Today, for the first time ever, I made jam. Plum jam. I don't really know why - I don't even like plum jam - but I was overcome by madness in the produce section of the supermarket and bought 2kg of plums with the clear intention of jamming them.
I was going to take a photo of the tempting piles of plums so that you would understand, but apparently supermarkets don't like you taking photos. Why? Do they worry that you will sell the information to their competitors? "Pak N Save... Pak N Save... did you hear Countdown has pineapples? On special?"
Anyway, here is how the jam-making process went. The rest of this post is basically a jam recipe and I'm not sure how universally appealing that is but JAM MANIA.
Chop up 2kg of plums. Figure A shows the amount of plums I had chopped when I realised abruptly that I was fucking sick of chopping plums; and Figure B shows the required amount of chopped plums.
Put the plums in a pan with 2 cups of water and cook them on a medium heat until they are squidgy and kind of almost stewed. I don't remember how long this took but it's not rocket science. Then you add 1.8kg of sugar, which is HEAPS.
Went and got Mum to check (Mum checked many things and was instrumental in the success of the jam) if it was the right amount of sugar, because it was SO MUCH. "Yes." she said. "That's why we try not to eat too much jam."
Put the sugar in the jam, turn the heat up and boil the fuck out of it.
After about 10 mins of steady boiling drop a splodge of jam on a cold plate, wait for it to cool, then shove it with your finger. If it wrinkles back, it is ready to put in jars. If it doesn't, more boiling. My jam required 17 minutes total boil time (TBT). Also, don't put your finger in the hot jam. I know it sounds obvious but my finger is still sore. And if you do put your finger in the hot jam, don't then put the jammy finger in your mouth.
When jam is ready put it in jars (which need to be clean and warm, otherwise hot jam into cold glass = hot jam and cold glass shards EVERYWHERE).
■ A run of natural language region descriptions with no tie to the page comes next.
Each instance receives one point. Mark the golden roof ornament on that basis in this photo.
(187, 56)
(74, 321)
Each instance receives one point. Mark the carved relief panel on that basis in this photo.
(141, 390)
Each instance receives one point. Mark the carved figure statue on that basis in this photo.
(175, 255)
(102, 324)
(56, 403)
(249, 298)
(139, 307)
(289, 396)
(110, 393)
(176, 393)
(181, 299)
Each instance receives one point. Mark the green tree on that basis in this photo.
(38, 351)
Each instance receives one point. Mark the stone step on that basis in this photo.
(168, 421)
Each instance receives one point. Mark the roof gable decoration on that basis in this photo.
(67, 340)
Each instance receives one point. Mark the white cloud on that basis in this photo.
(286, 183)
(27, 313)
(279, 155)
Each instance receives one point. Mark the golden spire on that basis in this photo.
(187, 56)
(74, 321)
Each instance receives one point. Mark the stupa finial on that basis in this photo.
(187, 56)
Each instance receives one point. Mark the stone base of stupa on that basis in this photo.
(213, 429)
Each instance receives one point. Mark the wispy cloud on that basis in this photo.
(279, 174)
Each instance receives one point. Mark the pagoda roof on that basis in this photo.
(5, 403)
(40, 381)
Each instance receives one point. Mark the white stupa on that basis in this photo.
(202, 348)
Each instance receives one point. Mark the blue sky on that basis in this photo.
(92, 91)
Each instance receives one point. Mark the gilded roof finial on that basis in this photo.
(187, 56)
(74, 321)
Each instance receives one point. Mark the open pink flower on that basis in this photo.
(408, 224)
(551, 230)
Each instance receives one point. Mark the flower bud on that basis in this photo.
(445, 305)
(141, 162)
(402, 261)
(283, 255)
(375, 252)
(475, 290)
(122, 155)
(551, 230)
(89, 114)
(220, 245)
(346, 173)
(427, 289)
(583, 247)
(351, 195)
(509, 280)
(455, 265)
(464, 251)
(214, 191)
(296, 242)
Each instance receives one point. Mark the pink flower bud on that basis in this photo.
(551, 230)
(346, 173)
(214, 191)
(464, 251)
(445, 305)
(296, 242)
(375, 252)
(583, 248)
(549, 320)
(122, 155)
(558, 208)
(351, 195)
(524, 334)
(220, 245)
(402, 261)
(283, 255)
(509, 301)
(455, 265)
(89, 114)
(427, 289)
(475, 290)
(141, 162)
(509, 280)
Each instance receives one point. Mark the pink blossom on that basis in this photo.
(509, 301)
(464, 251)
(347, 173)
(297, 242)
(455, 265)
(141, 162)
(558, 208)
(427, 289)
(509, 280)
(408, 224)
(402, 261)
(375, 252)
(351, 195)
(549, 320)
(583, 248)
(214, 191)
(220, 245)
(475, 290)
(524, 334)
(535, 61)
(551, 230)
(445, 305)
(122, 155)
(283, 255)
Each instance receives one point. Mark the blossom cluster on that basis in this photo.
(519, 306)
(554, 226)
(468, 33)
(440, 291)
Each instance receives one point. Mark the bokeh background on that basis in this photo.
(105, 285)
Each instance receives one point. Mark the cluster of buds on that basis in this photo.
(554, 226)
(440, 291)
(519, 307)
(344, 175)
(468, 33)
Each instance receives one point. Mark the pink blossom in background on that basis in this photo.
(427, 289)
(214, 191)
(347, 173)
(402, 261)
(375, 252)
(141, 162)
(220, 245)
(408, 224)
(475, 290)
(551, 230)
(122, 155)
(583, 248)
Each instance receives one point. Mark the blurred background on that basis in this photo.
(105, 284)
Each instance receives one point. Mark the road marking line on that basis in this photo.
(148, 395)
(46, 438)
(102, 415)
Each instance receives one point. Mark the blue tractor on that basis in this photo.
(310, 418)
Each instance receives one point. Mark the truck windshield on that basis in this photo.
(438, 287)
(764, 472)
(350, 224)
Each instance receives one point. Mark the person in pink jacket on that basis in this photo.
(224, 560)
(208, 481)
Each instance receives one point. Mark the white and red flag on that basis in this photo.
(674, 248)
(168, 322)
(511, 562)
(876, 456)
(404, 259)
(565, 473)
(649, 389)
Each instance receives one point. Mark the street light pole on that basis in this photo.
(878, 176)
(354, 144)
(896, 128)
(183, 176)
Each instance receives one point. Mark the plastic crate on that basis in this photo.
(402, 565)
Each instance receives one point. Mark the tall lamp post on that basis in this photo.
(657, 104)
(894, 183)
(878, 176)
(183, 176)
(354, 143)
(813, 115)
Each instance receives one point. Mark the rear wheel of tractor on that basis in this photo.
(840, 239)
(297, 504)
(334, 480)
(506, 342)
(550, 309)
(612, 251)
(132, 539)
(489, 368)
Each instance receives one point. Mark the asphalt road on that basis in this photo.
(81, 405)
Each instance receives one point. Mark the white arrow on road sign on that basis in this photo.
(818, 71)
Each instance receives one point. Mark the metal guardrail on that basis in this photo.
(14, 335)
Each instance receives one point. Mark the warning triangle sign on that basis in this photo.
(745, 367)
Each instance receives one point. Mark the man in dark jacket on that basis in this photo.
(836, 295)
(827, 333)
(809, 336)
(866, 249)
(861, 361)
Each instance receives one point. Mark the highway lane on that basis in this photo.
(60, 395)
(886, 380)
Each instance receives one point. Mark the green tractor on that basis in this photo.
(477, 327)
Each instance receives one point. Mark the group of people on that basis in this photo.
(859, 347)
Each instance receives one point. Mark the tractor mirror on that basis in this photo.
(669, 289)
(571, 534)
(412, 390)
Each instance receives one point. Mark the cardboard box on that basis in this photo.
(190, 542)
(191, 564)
This is messy, especially when you thought you had a funnel but didn't:
I like to call this one "Ally, stop taking photos of your jam and clean up the kitchen."
Then you put lids on, or little rounds of cellophane & rubberbands that you can buy from I don't know where but your mother or aunt will.
And then you leave the jam alone. And then, eventually, you eat the jam, whilst saying things like "I am the JAM MASTER" and "jam jam jam" and "Next week I shall make Rhubarb and Lime." And thusly ends the JAM MANIA!
(Oh yeah it made 7 and a half jars. Probably important to mention that.)